Oprah, Ava DuVernay, and a cast filled with actors who are far overdue for an excellent part, all in one series? Already, Queen Sugar is one of the fall's most exciting new series. And since the rest of the fall season is filled with adaptations or remakes, it makes sense to ask: is Queen Sugar based on a true story? DuVernay and Oprah's collaboration in Selma brought one of history's greatest stories to life wonderfully, but the family depicted in this new series isn't a real one. In fact, Queen Sugar is based on a 2015 novel by Natalie Baszile, which tells the fictional story of the Bordeleon family as protagonist Charley moves to the countryside after she inherits a piece of Louisiana land.
Like in the novel, the OWN Series will show that with hundreds of acres of sugarcane now in her possession, Charley becomes a target for those who both need her help and those who want to take advantage of her. However, the TV adaptation is making some changes to its subject matter, putting aside real and imagined history. Instead of Charley being the only lead character, the show creates Rutina Wesley's Nova, who dabbles in the occult and is an activist/journalist documenting and fighting against oppression. Charley, whose marriage to an NBA star just fell apart, is contrasted with her sister.
But while the book — and therefore, the TV show — isn't based on a real family, it does come from history. It's just not real history that Queen Sugar is drawing from, but rather Southern black literary history.

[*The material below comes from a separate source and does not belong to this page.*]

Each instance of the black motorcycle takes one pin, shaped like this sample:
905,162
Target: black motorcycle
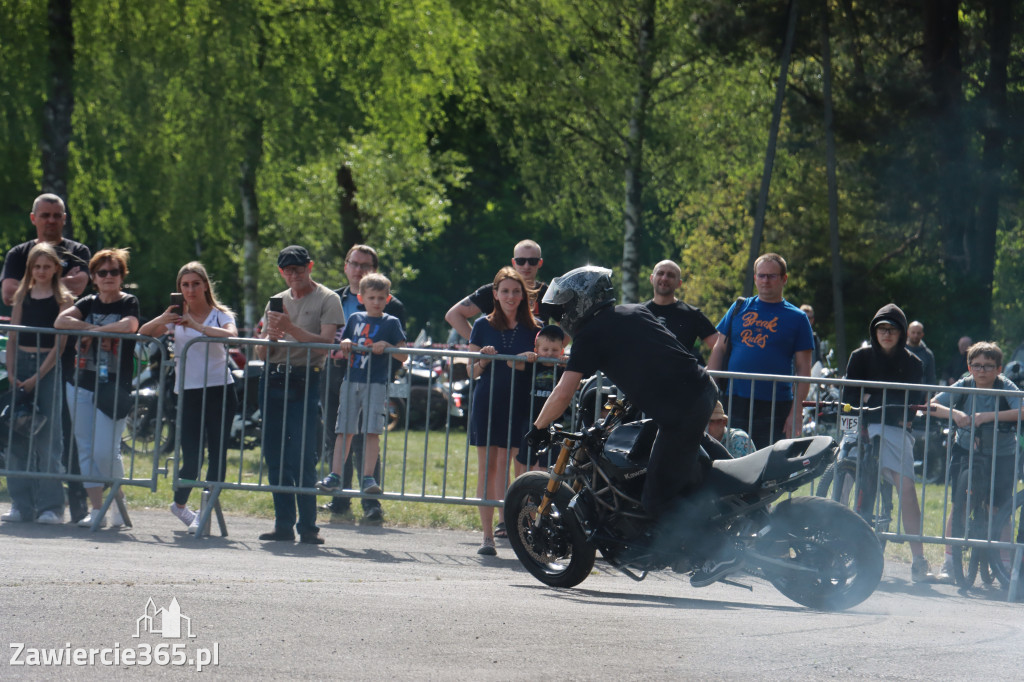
814,551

The book and show are set in the contemporary U.S., but when Charley moves to the countryside with her daughter, in some ways, it's like she's stepping back in time, to the rural past of her predecessors. And she's also stepping into an industry, farming, that has largely remained in the hands of white men since the United States was founded and black literature — from Solomon Northup's memoirs (Twelve Years a Slave) to novels like The Color Purple, Beloved, and Their Eyes Were Watching God — documented what it was like for black men and women to live and work on American farms, as they went from slaves to sharecroppers to independent business owners like Charley.
But since it's not beholden to any real historical accounts, Queen Sugar is free to forge its own path and be completely unpredictable. The show should be perfectly balanced, as it has both elements that tie it to parts of real history and the freedom to pack its original story with unique twists and turns, even deviating from the novel that gave this exciting new show its inspiration.